Após o governo federal reinstalar, na última quarta-feira (8), a Comissão Nacional de Enfrentamento à Violência no Campo, lideranças de entidades civis demandam políticas estruturantes que possam fazer frente à onda de assassinatos que tomou conta da zona rural nos últimos anos. Somente na Amazônia legal os conflitos por terra aumentaram 33% entre 2021 e 2022, enquanto o crescimento ao nível nacional foi de 16,7% no mesmo período. Foram 47 assassinatos ano passado em todo o país, sendo 34 deles somente na região amazônica. O segmento pressiona por mais atenção da gestão à agenda social e política do campo.
Vinculada ao Ministério do Desenvolvimento Agrário (MDA), a recém-recriada comissão, que foi instituída por meio do Decreto nº 11.638/2023, propõe-se a mediar casos de conflitos no campo, além de fazer estudos a respeito do tema e produzir um plano anual de trabalho, estabelecendo metas e prioridades na área. O colegiado terá reuniões mensais e prevê a apresentação de um relatório de atividades a cada semestre. O documento deverá ser apresentado aos órgãos que compõem a comissão.
A lista inclui os Ministérios dos Direitos Humanos e da Cidadania, da Igualdade Racial, da Justiça e Segurança Pública, do Meio Ambiente, das Mulheres e dos Povos Indígenas, bem como a Secretaria-Geral da Presidência da República (SGP), o Instituto Nacional de Colonização e Reforma Agrária (Incra), o Conselho Nacional dos Direitos Humanos (CNDH), a Advocacia-Geral da União (AGU) e o Conselho Nacional de Desenvolvimento Rural Sustentável (Condraf).
O líder do MST José Damasceno de Oliveira avalia que a atual gestão tem se pautado, até agora, em medidas “mais paliativas” para o combate à violência. O militante diz que uma agenda voltada a esse fim carece de ações mais estruturais.
“É ótimo que a gente tenha a comissão pra ajudar a minimizar a situação porque a violência está se agravando, mas o combate à violência no campo precisa ser uma política efetiva de Estado. Nós estamos num patamar, principalmente desde o último governo pra cá, em que a violência se intensificou no campo e na cidade. As milícias, que aparentavam ser só no Rio de Janeiro, se nacionalizaram. Essa comissão vai cumprir um papel importante, mas ela não dará conta dos conflitos, do tanto de assassinatos que há no campo brasileiro, [afetando] lideranças sem terra, indígenas, quilombolas.”

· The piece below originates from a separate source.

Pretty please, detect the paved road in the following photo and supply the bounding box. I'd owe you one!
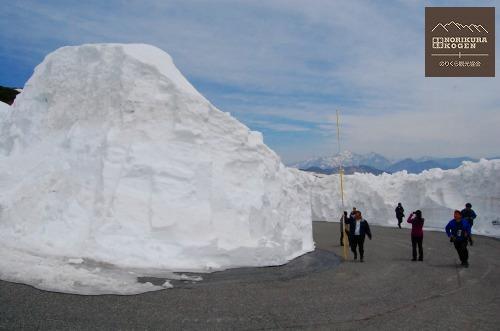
[0,223,500,330]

Oliveira aponta que o caminho para um enfrentamento substantivo ao problema demanda maior estruturação das ações de combate à epidemia de violência. “Tem uma questão que é de fundo: a história da terra no Brasil, a história de como se conformou o latifúndio foi toda na base da violência. Então, essa violência é histórica e estrutural. A gente precisa de uma política contundente pra enfrentar a cultura agrária brasileira. Toda e qualquer medida é importante, porém é preciso avançar mais, com um serviço de inteligência para a prevenção do problema.”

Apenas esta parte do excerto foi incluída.